Classifier subset starts with one classifier with the highest accuracy. Then, classifiers in the ranked classifier list are added one by one from higher to lower rank into the classifier subset. A new classifier subset is generated when a new classifier is added. We evaluate prediction performance of each classifier subset. From Table 2 and Fig 4, as the number of classifiers increases, accuracy shows an upward trend in the initial phase. Afterwards, accuracy shows a downward trend with the increase of number of classifiers. The best accuracy reaches 0.925 when 4 classifiers are selected, including RF, SMO, NNA, and J48. These 4 classifiers are used to construct the optimal ensemble classifier for predicting antioxidant proteins. The default parameters of these four base classification algorithms in WEKA are used in this paper. This ensemble classifier also achieves the best sensitivity of 0.94, specificity of 0.91, and MCC of 0.850. These results indicate that the ensemble classifier is effective in predicting antioxidant proteins. We should also note that the combination of more base classifiers don’t always achieve better performance due to the fact that these base classifiers may share similar learning strategies more or less.
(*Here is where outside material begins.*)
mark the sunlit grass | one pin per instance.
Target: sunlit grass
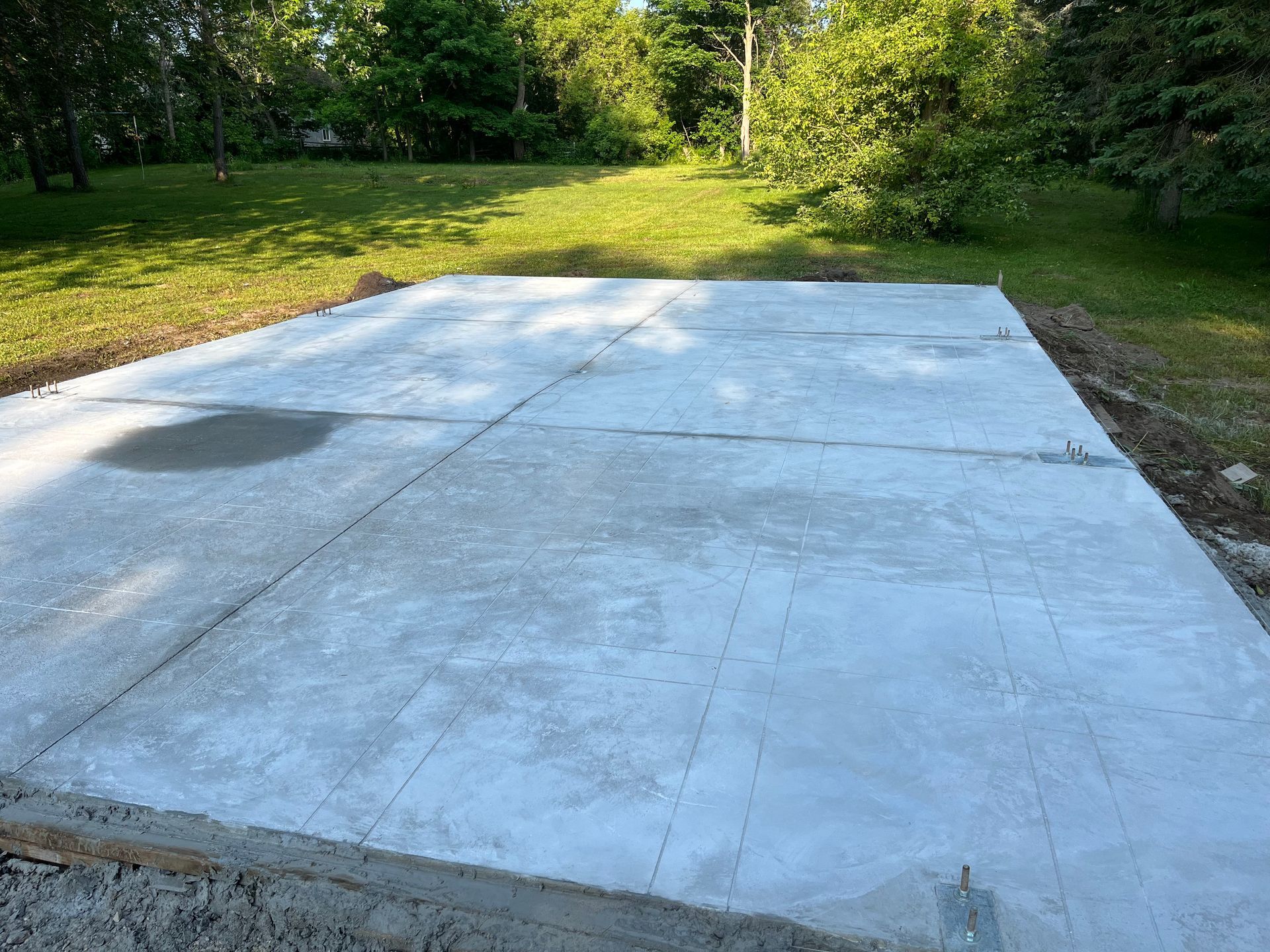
(78, 272)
3.3 Performance Comparisons of Ensemble Learning Method and Individual Base Classifiers

To verify the strength of the proposed ensemble method, prediction results of our ensemble method and its component base classifiers, including RF, SMO, NNA, and J48, are compared. From Tables 1 and 2, although NNA obtains an identical sensitivity of 0.94 as the ensemble classifier, it yields the lowest specificity of 0.79. The ensemble classifier achieves much better prediction performance than these 4 base classifiers, indicating that a well-established ensemble classifier can deal with protein function prediction better than its component base classifiers. Except an ensemble classifier composed of 2 classifiers and another one composed of 10 classifiers, the accuracy values of the other 8 ensemble classifiers are all better than those of the corresponding component base classifiers. These results are in accordance with the statement in Subsection ‘Ensemble Learning Method’ that a well-defined ensemble classifier with diversity base classifiers and the reasonable accuracy can address classification issues better than its component individual classifiers.
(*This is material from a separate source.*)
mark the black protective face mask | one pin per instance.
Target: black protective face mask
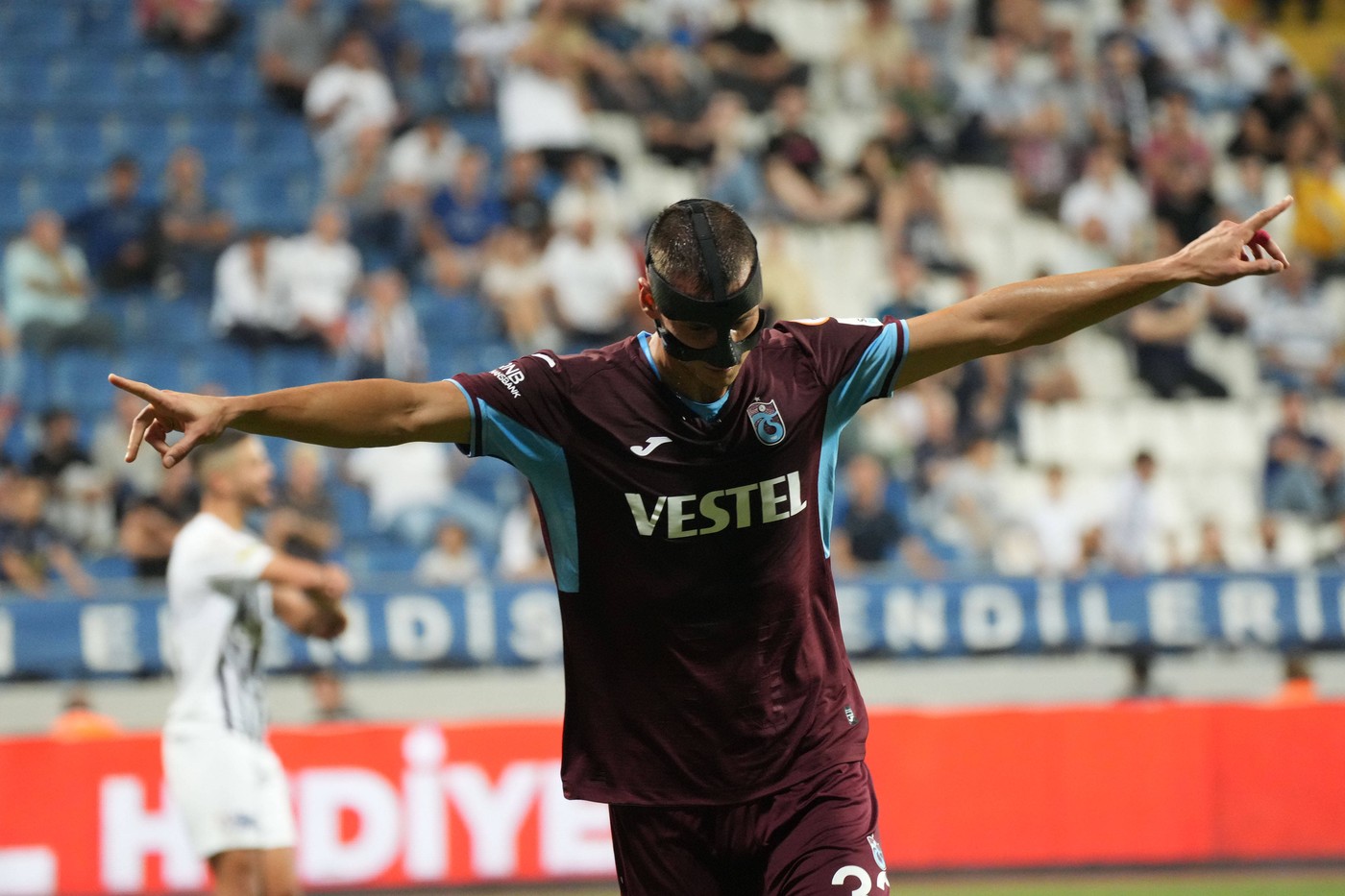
(721, 312)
3.4 Feature Selection Results

The hybrid features are ranked based on the Relief method. Within the feature list (see S2 Table), a feature with a smaller index represents a more important one for antioxidant protein prediction. Then, the IFS method combined with our ensemble classifier is employed to search the optimal features. In the IFS procedures, adding the ranked features one by one, individual predictors for all the feature subsets are constructed using our ensemble classifier and evaluated by 10-fold cross validation. The IFS results are given in S3 Table. The IFS curve is plotted in Fig 5, which shows the relationship of feature indices and accuracy. From Fig 5, the curve reaches its peak with an accuracy of 0.94, when the first 152 features in the S2 Table are selected. These features are regarded as the optimal features for antioxidant protein prediction.

Fig 5

The IFS curve: the values of accuracy against the dimension of features.

By adding features one by one from higher to lower rank, 759 different feature subsets are obtained. The individual predictor is then accordingly built for each feature subset and evaluated by 10-fold cross validation. The IFS curve reveals the relation between the accuracy and the feature subsets.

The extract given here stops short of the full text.